France Makes Travel Easier for Vaccinated British Tourists

PARIS (Reuters) —
A passenger waits for his flight inside Terminal 2 at Paris Charles de Gaulle Airport in Roissy-en-France, near Paris, France. (REUTERS/Sarah Meyssonnier/File Photo)

France announced it was slightly easing COVID-19 protocols for vaccinated travelers from Britain, dropping a requirement for proof of an essential reason for the trip and for obligatory self-isolation upon arrival.

The demand for a negative COVID-19 test conducted 24 hours before a trip remains in place, the French government added on Thursday. The measures will take effect from Friday morning.

France had tightened entry conditions for people coming from Britain in December, when the coronavirus omicron variant was raging in the U.K. but had not yet hit France.

The number of daily new infections has since reached record levels in both countries but seems to be past its peak in Britain, while that is not yet the case in France.

The easing of the restrictions also comes as governments around the world try to balance keeping the COVID virus in check while ensuring that important parts of their economies, such as tourism and leisure, are not too badly hurt.
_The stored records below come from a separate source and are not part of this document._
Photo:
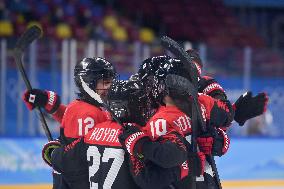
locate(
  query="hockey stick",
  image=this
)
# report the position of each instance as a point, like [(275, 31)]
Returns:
[(22, 44), (180, 53)]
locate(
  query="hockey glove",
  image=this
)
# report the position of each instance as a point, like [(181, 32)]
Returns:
[(197, 163), (221, 143), (48, 149), (205, 144), (248, 106), (209, 86), (217, 113), (48, 100), (132, 138)]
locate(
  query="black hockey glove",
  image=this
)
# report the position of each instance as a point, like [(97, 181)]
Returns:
[(197, 163), (221, 143), (48, 100), (48, 149), (132, 138), (209, 86), (248, 106)]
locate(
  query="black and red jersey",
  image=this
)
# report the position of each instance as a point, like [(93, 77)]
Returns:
[(80, 117)]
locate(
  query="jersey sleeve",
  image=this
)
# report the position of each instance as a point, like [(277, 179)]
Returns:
[(58, 115), (70, 161), (217, 113)]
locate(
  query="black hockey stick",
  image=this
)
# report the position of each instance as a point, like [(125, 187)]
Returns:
[(22, 44), (180, 53)]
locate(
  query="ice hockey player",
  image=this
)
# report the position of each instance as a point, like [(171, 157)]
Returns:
[(99, 161), (82, 114), (171, 116), (246, 107)]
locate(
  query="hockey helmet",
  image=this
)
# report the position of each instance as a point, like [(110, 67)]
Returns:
[(90, 70), (126, 99)]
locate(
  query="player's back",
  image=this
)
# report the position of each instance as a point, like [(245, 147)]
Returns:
[(166, 120), (80, 117), (108, 162)]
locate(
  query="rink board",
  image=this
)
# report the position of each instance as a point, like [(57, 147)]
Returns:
[(249, 162)]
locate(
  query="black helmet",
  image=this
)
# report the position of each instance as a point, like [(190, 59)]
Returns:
[(196, 60), (153, 72), (90, 70), (126, 99)]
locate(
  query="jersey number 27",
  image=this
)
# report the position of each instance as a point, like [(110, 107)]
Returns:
[(109, 153)]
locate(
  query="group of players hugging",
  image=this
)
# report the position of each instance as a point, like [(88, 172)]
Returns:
[(140, 134)]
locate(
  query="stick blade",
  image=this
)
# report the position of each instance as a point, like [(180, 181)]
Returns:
[(27, 38), (176, 49)]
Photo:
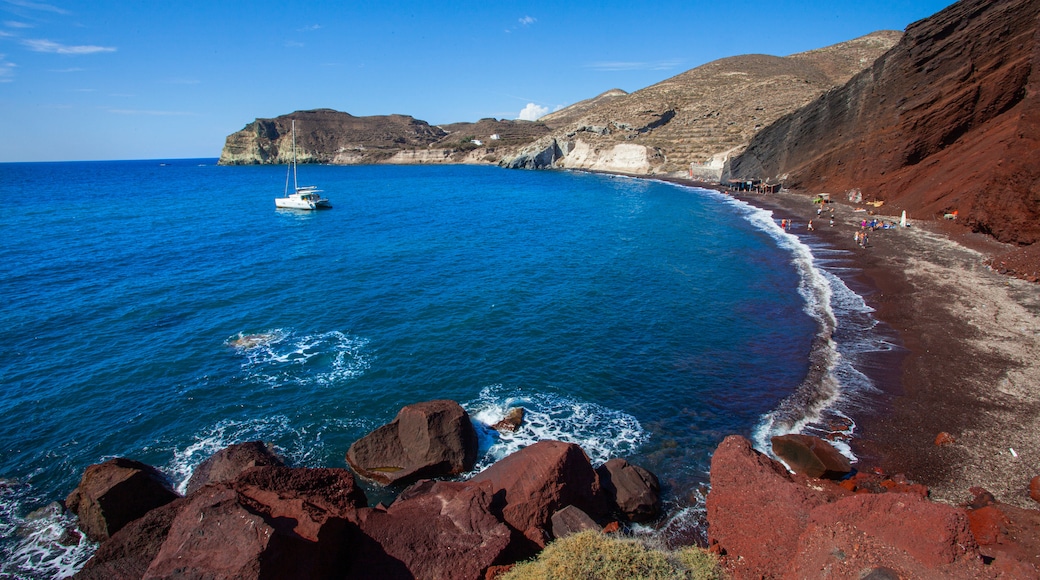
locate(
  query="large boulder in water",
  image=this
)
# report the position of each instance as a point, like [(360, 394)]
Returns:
[(112, 494), (130, 551), (273, 522), (425, 440), (229, 463), (435, 529), (811, 455), (635, 491), (541, 479)]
“Given the prevalence of the omicron variant both in France and in Britain, the government had decided to relax specific health control measures at borders that had been put in place in last December for vaccinated travelers coming from Britain,” the French Prime Minister’s office said in a statement.

“Those measures had been decided when the epidemic was spreading spectacularly in Britain while France was still relatively preserved in the face of the omicron wave.”

Non-vaccinated people coming from Britain will have to show proof of an essential reason for the trip and observe a strict 10-day quarantine at the place where they stay in France, which they also have to detail on a dedicated platform.